The current study investigated the effect of alumina addition on the mechanical properties of Ti-12-Mo-6Zr biomaterials. The change in mechanical properties of the Ti-12Mo-6Zr and Ti-12Mo-6Zr/Al2O3 biomaterials was analyzed by investigating corresponding microstructures. By means of SPSing followed by heat treatment, sintered materials of lamellar microstructure with width up to 5 µm were obtained. The thickness of the lamellar structure increased with the increase in alumina content. The addition of alumina influenced hardness, yield strength, and Young’s modulus of Ti-12Mo-6Zr and Ti-12Mo-6Zr/Al2O3 materials. Hardness, yield strength, and Young’s modulus were increased by increasing the alumina content up to 5 wt pct.

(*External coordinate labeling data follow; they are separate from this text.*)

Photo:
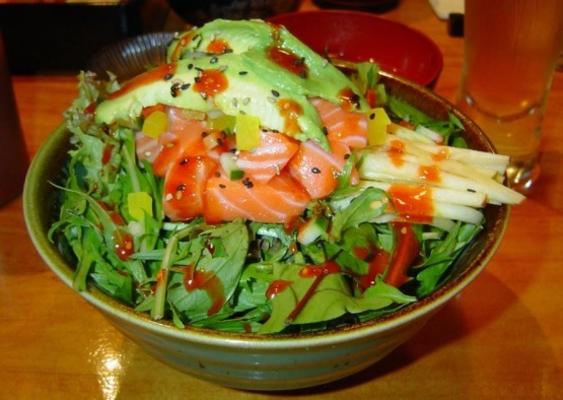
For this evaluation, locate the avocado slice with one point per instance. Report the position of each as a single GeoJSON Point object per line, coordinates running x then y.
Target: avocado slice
{"type": "Point", "coordinates": [266, 72]}
{"type": "Point", "coordinates": [245, 92]}
{"type": "Point", "coordinates": [323, 79]}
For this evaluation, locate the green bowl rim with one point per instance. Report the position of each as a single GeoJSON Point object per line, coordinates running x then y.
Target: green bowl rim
{"type": "Point", "coordinates": [417, 310]}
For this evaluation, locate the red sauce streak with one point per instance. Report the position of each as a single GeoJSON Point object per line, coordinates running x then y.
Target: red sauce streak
{"type": "Point", "coordinates": [91, 108]}
{"type": "Point", "coordinates": [207, 281]}
{"type": "Point", "coordinates": [183, 42]}
{"type": "Point", "coordinates": [395, 152]}
{"type": "Point", "coordinates": [290, 111]}
{"type": "Point", "coordinates": [441, 155]}
{"type": "Point", "coordinates": [211, 82]}
{"type": "Point", "coordinates": [123, 244]}
{"type": "Point", "coordinates": [289, 61]}
{"type": "Point", "coordinates": [406, 251]}
{"type": "Point", "coordinates": [145, 78]}
{"type": "Point", "coordinates": [377, 266]}
{"type": "Point", "coordinates": [430, 173]}
{"type": "Point", "coordinates": [348, 99]}
{"type": "Point", "coordinates": [218, 46]}
{"type": "Point", "coordinates": [276, 287]}
{"type": "Point", "coordinates": [106, 155]}
{"type": "Point", "coordinates": [371, 97]}
{"type": "Point", "coordinates": [312, 271]}
{"type": "Point", "coordinates": [413, 203]}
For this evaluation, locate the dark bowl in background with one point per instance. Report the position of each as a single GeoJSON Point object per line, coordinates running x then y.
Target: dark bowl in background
{"type": "Point", "coordinates": [198, 12]}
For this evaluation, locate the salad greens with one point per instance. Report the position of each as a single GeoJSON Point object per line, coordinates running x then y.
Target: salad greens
{"type": "Point", "coordinates": [239, 276]}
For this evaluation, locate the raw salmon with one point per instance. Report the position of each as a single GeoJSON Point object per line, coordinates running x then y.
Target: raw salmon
{"type": "Point", "coordinates": [315, 169]}
{"type": "Point", "coordinates": [348, 127]}
{"type": "Point", "coordinates": [184, 186]}
{"type": "Point", "coordinates": [277, 201]}
{"type": "Point", "coordinates": [267, 160]}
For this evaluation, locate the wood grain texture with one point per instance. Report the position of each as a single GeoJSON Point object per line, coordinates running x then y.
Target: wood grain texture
{"type": "Point", "coordinates": [503, 338]}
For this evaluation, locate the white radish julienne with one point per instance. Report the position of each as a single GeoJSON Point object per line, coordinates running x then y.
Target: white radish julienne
{"type": "Point", "coordinates": [466, 179]}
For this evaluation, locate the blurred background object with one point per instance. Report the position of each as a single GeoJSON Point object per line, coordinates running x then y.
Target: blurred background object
{"type": "Point", "coordinates": [366, 5]}
{"type": "Point", "coordinates": [13, 157]}
{"type": "Point", "coordinates": [198, 12]}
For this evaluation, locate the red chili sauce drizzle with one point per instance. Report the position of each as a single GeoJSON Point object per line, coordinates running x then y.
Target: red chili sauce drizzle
{"type": "Point", "coordinates": [430, 173]}
{"type": "Point", "coordinates": [348, 99]}
{"type": "Point", "coordinates": [441, 155]}
{"type": "Point", "coordinates": [106, 154]}
{"type": "Point", "coordinates": [312, 271]}
{"type": "Point", "coordinates": [405, 253]}
{"type": "Point", "coordinates": [123, 244]}
{"type": "Point", "coordinates": [218, 46]}
{"type": "Point", "coordinates": [183, 42]}
{"type": "Point", "coordinates": [290, 111]}
{"type": "Point", "coordinates": [207, 281]}
{"type": "Point", "coordinates": [156, 74]}
{"type": "Point", "coordinates": [288, 60]}
{"type": "Point", "coordinates": [395, 152]}
{"type": "Point", "coordinates": [276, 287]}
{"type": "Point", "coordinates": [378, 261]}
{"type": "Point", "coordinates": [413, 203]}
{"type": "Point", "coordinates": [211, 82]}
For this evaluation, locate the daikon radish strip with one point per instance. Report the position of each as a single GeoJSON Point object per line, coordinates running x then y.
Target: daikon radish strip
{"type": "Point", "coordinates": [468, 155]}
{"type": "Point", "coordinates": [441, 157]}
{"type": "Point", "coordinates": [405, 133]}
{"type": "Point", "coordinates": [430, 134]}
{"type": "Point", "coordinates": [378, 166]}
{"type": "Point", "coordinates": [439, 194]}
{"type": "Point", "coordinates": [457, 212]}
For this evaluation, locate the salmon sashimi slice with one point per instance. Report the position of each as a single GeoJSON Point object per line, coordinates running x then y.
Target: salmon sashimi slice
{"type": "Point", "coordinates": [278, 201]}
{"type": "Point", "coordinates": [147, 148]}
{"type": "Point", "coordinates": [184, 136]}
{"type": "Point", "coordinates": [267, 160]}
{"type": "Point", "coordinates": [315, 169]}
{"type": "Point", "coordinates": [184, 187]}
{"type": "Point", "coordinates": [341, 153]}
{"type": "Point", "coordinates": [348, 127]}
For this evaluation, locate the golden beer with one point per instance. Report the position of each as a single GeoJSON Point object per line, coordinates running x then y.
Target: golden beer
{"type": "Point", "coordinates": [511, 48]}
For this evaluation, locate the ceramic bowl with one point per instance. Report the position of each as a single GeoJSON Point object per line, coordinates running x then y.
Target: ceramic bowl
{"type": "Point", "coordinates": [360, 36]}
{"type": "Point", "coordinates": [250, 361]}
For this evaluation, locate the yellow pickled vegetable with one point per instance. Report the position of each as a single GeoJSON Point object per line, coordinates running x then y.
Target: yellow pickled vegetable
{"type": "Point", "coordinates": [155, 124]}
{"type": "Point", "coordinates": [223, 123]}
{"type": "Point", "coordinates": [377, 126]}
{"type": "Point", "coordinates": [139, 204]}
{"type": "Point", "coordinates": [247, 131]}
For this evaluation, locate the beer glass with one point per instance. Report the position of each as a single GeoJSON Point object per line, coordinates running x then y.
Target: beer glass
{"type": "Point", "coordinates": [511, 50]}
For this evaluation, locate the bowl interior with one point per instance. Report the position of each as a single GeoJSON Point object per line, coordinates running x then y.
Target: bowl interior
{"type": "Point", "coordinates": [39, 203]}
{"type": "Point", "coordinates": [359, 36]}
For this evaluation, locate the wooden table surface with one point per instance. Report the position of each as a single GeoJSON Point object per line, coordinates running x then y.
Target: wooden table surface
{"type": "Point", "coordinates": [503, 338]}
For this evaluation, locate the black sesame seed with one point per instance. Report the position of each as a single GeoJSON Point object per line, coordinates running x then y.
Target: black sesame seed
{"type": "Point", "coordinates": [248, 183]}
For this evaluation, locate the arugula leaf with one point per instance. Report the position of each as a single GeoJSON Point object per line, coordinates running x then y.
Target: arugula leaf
{"type": "Point", "coordinates": [443, 256]}
{"type": "Point", "coordinates": [227, 268]}
{"type": "Point", "coordinates": [370, 204]}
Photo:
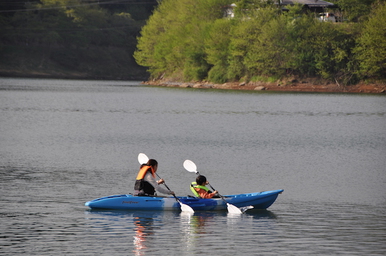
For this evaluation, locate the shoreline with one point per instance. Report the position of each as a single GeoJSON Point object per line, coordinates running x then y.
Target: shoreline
{"type": "Point", "coordinates": [293, 86]}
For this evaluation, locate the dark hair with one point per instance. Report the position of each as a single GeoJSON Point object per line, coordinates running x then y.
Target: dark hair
{"type": "Point", "coordinates": [201, 180]}
{"type": "Point", "coordinates": [152, 162]}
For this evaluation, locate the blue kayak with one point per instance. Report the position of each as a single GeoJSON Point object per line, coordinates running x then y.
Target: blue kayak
{"type": "Point", "coordinates": [259, 200]}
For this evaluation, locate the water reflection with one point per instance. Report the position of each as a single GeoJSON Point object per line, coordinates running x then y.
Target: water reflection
{"type": "Point", "coordinates": [143, 228]}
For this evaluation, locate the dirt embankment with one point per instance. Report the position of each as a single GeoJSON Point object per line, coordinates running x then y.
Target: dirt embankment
{"type": "Point", "coordinates": [293, 85]}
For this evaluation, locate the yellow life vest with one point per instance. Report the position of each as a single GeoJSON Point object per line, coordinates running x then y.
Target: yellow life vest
{"type": "Point", "coordinates": [142, 172]}
{"type": "Point", "coordinates": [194, 185]}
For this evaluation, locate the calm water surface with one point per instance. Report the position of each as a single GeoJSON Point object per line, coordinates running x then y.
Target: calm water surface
{"type": "Point", "coordinates": [65, 142]}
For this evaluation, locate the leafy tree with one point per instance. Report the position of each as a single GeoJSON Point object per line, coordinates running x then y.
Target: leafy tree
{"type": "Point", "coordinates": [371, 48]}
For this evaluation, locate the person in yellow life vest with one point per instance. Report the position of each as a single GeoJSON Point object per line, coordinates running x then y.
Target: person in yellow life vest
{"type": "Point", "coordinates": [200, 190]}
{"type": "Point", "coordinates": [146, 184]}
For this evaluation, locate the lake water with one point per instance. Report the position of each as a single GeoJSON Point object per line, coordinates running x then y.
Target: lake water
{"type": "Point", "coordinates": [65, 142]}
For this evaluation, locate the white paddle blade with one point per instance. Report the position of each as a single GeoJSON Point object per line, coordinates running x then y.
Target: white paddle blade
{"type": "Point", "coordinates": [233, 209]}
{"type": "Point", "coordinates": [190, 166]}
{"type": "Point", "coordinates": [142, 158]}
{"type": "Point", "coordinates": [186, 208]}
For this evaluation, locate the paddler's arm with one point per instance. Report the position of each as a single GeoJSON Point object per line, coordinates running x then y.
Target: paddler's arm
{"type": "Point", "coordinates": [149, 178]}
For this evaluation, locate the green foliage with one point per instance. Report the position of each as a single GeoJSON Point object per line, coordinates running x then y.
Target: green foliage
{"type": "Point", "coordinates": [173, 39]}
{"type": "Point", "coordinates": [371, 48]}
{"type": "Point", "coordinates": [197, 42]}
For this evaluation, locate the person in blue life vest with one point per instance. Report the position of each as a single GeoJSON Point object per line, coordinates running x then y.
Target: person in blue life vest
{"type": "Point", "coordinates": [200, 190]}
{"type": "Point", "coordinates": [146, 184]}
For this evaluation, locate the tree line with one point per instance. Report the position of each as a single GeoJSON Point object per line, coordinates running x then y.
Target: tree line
{"type": "Point", "coordinates": [193, 41]}
{"type": "Point", "coordinates": [85, 38]}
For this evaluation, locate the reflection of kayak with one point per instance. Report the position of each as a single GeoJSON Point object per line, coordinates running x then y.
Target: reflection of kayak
{"type": "Point", "coordinates": [259, 200]}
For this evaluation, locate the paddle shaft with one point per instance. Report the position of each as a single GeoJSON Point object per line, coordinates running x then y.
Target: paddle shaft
{"type": "Point", "coordinates": [178, 200]}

The microstructure of the heat-treated sintered materials consists mainly of α or β phase with different morphologies. The presence of high amount of α lamellar and thicker phase in the microstructure increased hardness and tensile strength whereas the presence of β phases lowered these mechanical properties. By increasing the content of alumina particles, the hardness of the SPSed materials increased from 275 to 625 Hv. The hardness values were further increased between 410 and 675 Hv by heat treatment of the SPSed samples. It can now be concluded that the strengthening mechanisms of the obtained sintered materials is due to four reasons: (a) the dispersion of alumina particles in the metal matrix; (b) due to the formation of solid solution between aluminum from the alumina phase and the metal matrix; (c) microstructural coarsening and the formation of the α needle phase structure; and (d) the formation of the nanostructured intermetallic phases. The elastic modulus of the sintered materials was found in the range of 50 to 275 GPa, which is significantly lower than that of conventionally used stainless steel (210 GPa), Co-Cr alloys (204 to 240 GPa), and α + β titanium alloys (100 to 120 GPa) which all exhibit good combination of mechanical properties (elastic modulus 50 to 275 GPa and yield strength 310 to 455 MPa). Considering these properties, Ti-12Mo-6Zr and the related Ti-12Mo-6Zr/Al2O3 sintered materials possess significant potential for future biomedical load bearing applications.